# [solved] Probleme mit dem "Bildschirm sperren" unter KDE 4

## Gladdle

Ich habe Probleme mit der Option "Bildschirm sperren" (KDE 4), er akzeptiert mein Passwort nicht. Zuerst dachte ich es läge am Tastaturlayout, aber selbst wenn ich das Passwort im Zwischenspeicher habe und mit [STRG] + [V] eingebe bringt er einen Fehler. Gibt es irgendwo Logs? Oder Berechtigungen das nur root das darf? Ich habe gegoogelt, aber es kommt echt nur Mist raus. Und das Problem empfinde ich als extrem störend, ich sperre meine PCs grundsätzlich wenn ich weggehe.Last edited by Gladdle on Sun May 23, 2010 12:27 am; edited 1 time in total

----------

## Josef.95

Hi

Ich würde auch am ehesten vermuten das es an einem Wechsel des Tastaturlayouts liegt, das würde zb auch mit erklären warum es mit dem einfügen via Strg+V auch nicht klappt, denn es bleibt ja in deutsch(?!)

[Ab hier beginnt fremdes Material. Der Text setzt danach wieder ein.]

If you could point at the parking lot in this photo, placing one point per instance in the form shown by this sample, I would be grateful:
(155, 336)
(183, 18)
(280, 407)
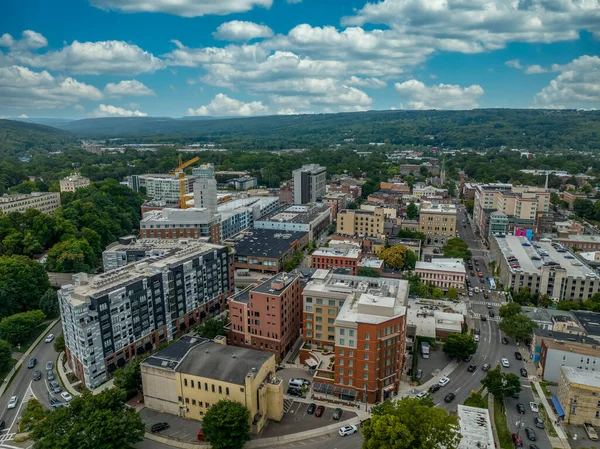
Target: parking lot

also zb ein Z würde bei einem Wechsel zum Y usw...

Denn bei einigen Leuten scheint es genau diesen Wechsel beim Bildschirm sperren zu geben, siehe zb

kde4 bildschirm sperren, mal auf deutsch mal auf englisch (bisher leider ungelöst)

Würde es denn klappen wenn du dein Passwort passend für ein englisches Keyboard Layout eingibst?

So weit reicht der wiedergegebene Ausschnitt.